La perte directe d’un marché important comme l’UE créerait ce que les Chinois appellent comme un « vent contraire » pour le secteur manufacturier chinois, axé sur les exportations, ce qui pourrait ralentir la croissance du PIB à court terme, le temps que les industries chinoises s’adaptent et s’ajustent aux marchés asiatiques, africains et sud-américains.
La dance du dragon avec les petits dragons
Cet ajustement accélèrerait la migration ou la relocation de certaines industries chinoises vers d’autres pays d’Asie pour circonvenir au blocage. La relocation des fournisseurs chinois vers des pays comme le Vietnam, l’Indonésie, la Thaïlande ainsi que d’autres pays (l’Inde incluse) ne cesse de s’intensifier et vise à contourner les droits de douanes ciblant les produits labellisés « Made in China ». Cette politique accompagne une forte modernisation de l’industrie à l’intérieur de la Chine dans le cadre d’une stratégie industrielle nationale à trois échelons et à plusieurs niveaux.
La migration des industries chinoises vers des pays à fort potentiel ne s’accompagnera pas d’une désindustrialisation mais d’un accroissement des capacités industrielles ajustées au marché intérieur et aux régions du monde qui continueront à acquérir des produits chinois à des prix compétitifs. Enfin, la Chine pourrait exploiter la dépendance de l’Europe à l’égard des matières premières et des composants chinois essentiels dont certains sont devenus inévitables.
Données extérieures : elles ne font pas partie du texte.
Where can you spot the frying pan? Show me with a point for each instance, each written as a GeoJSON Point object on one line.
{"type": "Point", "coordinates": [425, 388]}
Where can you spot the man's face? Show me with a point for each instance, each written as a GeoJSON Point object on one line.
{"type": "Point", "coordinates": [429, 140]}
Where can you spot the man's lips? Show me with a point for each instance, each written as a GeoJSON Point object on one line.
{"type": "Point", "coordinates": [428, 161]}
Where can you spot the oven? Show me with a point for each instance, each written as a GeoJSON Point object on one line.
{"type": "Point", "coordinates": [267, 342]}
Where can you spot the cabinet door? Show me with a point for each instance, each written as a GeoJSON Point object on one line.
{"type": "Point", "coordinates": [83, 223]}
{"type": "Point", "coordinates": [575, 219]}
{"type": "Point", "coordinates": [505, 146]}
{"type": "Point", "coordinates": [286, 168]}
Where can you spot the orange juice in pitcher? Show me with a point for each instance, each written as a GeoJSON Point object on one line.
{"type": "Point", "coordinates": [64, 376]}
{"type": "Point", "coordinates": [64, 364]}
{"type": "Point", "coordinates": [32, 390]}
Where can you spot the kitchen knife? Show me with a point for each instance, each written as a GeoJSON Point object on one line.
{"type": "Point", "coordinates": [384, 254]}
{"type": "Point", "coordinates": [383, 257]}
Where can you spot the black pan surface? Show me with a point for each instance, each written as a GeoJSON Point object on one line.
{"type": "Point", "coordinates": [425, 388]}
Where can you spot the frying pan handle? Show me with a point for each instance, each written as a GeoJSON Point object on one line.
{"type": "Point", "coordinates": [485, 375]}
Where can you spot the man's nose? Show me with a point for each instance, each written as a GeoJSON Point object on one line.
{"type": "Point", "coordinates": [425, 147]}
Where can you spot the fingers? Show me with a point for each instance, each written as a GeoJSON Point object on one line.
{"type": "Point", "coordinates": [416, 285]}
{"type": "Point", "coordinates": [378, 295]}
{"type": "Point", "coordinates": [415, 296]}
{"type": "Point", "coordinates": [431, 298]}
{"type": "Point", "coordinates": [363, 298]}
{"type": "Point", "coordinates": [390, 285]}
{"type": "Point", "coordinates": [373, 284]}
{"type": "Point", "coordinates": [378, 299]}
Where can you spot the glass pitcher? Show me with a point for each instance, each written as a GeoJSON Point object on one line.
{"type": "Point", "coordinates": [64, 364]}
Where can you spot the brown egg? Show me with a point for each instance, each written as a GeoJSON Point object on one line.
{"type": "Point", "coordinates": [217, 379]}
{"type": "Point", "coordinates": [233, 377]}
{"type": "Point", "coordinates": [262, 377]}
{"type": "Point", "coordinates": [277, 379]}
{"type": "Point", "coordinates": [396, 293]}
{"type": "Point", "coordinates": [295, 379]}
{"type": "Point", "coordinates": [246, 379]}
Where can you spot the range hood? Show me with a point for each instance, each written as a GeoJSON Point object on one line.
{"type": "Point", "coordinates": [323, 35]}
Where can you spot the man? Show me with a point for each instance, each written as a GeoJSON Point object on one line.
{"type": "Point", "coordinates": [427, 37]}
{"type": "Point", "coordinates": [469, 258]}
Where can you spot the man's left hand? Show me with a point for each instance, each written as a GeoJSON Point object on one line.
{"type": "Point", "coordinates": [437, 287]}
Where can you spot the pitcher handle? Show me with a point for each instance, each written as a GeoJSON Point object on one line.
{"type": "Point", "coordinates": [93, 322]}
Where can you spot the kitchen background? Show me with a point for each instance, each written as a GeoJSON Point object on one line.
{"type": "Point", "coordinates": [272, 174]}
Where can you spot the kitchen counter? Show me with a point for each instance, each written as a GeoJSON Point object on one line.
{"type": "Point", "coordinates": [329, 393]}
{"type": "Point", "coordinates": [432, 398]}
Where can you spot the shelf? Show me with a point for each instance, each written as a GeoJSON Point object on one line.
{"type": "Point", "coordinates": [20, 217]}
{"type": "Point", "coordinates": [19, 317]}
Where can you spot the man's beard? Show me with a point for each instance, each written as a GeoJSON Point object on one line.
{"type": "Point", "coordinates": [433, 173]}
Cela porte préjudice à toute éventuelle réponse tarifaire européenne agressive similaire à celle des États-Unis. Ce n’est pas pour rien que certains cercles à Washington encouragent des pays européens à s’engager dans cette voie destructrice impliquant d’énormes pertes économiques pour l’Europe, une baisse de la valeur de l’Euro, une inflation incontrôlable et une destruction des industries, dont celle de l’Allemagne, qui ne survivront pas à l’augmentation des prix des intrants et la compétition des produits chinois sur d’autres marchés en dehors de l’Europe.
Un autre monde s’est mis en place
On assiste à une fragmentation accélérée du monde et à l’heure actuelle, le schéma est typiquement celui d’un monde multipolaire fragmenté instable ayant mis fin au système unipolaire des États-Unis au lendemain de la seconde guerre du Golfe (1991). La fin de l’histoire annoncée en 1992 par Fukuyama était fort prématurée et le triomphe définitif du libéralisme est finalement celui d’une puissance où cohabitent paradoxalement l’idéologie communiste avec le capitalisme de marché.